Methods: A total of ±100 fathers/primary school-aged child (6-8 years) dyads residing in Flanders (Belgium) were randomly assigned to either the control group (n=50) or the RDR intervention group (n=50). The intervention consisted of 6 two-weekly (inter)active sessions for fathers and their children. The sessions included an informative component and an active component, and were guided by two trained facilitators. Furthermore, fathers and children of the intervention group had access to an online (personal) profile on which they could log PA goals and activities, access tips /ideas for physical activities and exercises. Before and after the intervention, fathers completed an online questionnaire questioning their (co-)PA, (co-)screen time, weight status and other health-related outcomes. Objective measures of PA were obtained from fathers and children using wrist-worn accelerometers (Axivity AX3). Longitudinal analyses were conducted to measure the effects of the intervention.

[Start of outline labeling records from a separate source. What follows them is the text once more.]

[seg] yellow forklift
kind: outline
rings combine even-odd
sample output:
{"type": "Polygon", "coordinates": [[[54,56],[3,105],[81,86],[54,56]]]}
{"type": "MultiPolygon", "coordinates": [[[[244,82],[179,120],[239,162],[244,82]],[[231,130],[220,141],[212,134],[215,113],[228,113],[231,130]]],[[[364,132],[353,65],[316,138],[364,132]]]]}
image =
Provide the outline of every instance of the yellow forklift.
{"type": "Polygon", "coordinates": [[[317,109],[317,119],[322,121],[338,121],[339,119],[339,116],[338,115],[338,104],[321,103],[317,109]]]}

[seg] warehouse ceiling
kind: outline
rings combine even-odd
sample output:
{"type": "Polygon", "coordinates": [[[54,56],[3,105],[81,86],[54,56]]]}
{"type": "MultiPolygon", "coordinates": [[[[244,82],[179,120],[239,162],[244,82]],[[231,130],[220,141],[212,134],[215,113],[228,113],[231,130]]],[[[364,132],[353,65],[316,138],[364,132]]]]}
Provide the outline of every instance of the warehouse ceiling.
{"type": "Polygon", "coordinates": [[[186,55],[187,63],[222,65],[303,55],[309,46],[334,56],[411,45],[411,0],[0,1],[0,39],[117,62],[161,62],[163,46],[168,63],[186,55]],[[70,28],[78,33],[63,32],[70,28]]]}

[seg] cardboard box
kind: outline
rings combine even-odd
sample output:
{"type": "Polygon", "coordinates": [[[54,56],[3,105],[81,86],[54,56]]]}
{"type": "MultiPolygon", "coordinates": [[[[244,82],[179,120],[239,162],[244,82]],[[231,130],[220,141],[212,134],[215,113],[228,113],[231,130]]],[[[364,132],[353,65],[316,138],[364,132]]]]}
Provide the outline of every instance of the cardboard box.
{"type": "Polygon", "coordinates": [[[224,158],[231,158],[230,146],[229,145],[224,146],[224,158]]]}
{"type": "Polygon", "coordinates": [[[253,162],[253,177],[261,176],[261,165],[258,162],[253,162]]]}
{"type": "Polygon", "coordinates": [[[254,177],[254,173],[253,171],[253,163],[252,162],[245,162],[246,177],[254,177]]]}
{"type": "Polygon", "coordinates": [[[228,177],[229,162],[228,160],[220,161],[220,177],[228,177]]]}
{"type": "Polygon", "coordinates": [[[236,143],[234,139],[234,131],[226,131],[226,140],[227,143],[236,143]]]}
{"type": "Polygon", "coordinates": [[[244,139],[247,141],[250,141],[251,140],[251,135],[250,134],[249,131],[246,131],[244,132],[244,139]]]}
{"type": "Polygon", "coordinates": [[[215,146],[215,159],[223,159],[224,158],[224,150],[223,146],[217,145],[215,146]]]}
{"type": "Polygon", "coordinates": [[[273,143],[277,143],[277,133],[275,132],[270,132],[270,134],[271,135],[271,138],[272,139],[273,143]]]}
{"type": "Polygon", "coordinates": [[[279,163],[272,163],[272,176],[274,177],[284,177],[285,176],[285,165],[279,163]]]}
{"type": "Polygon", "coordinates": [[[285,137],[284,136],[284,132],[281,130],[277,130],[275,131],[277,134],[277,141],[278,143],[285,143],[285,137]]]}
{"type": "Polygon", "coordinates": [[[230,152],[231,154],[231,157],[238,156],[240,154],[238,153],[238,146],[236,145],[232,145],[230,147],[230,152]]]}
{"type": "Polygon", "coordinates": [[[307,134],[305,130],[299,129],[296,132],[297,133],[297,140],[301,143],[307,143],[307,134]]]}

Results: Currently, no results are available yet as the intervention will take place between February and May 2020. The first results will be available by the end of May. We expect that in the intervention group there will be a larger increase from baseline to follow-up in (co-)PA and a larger decrease in (co-)screen time, compared to the control group.
Conclusions: The findings of this study will allow us to determine whether the RDR intervention is able to improve health behaviours in fathers and children (i.e. (co)-PA and -screen time), which might have important implications for future research and health policy.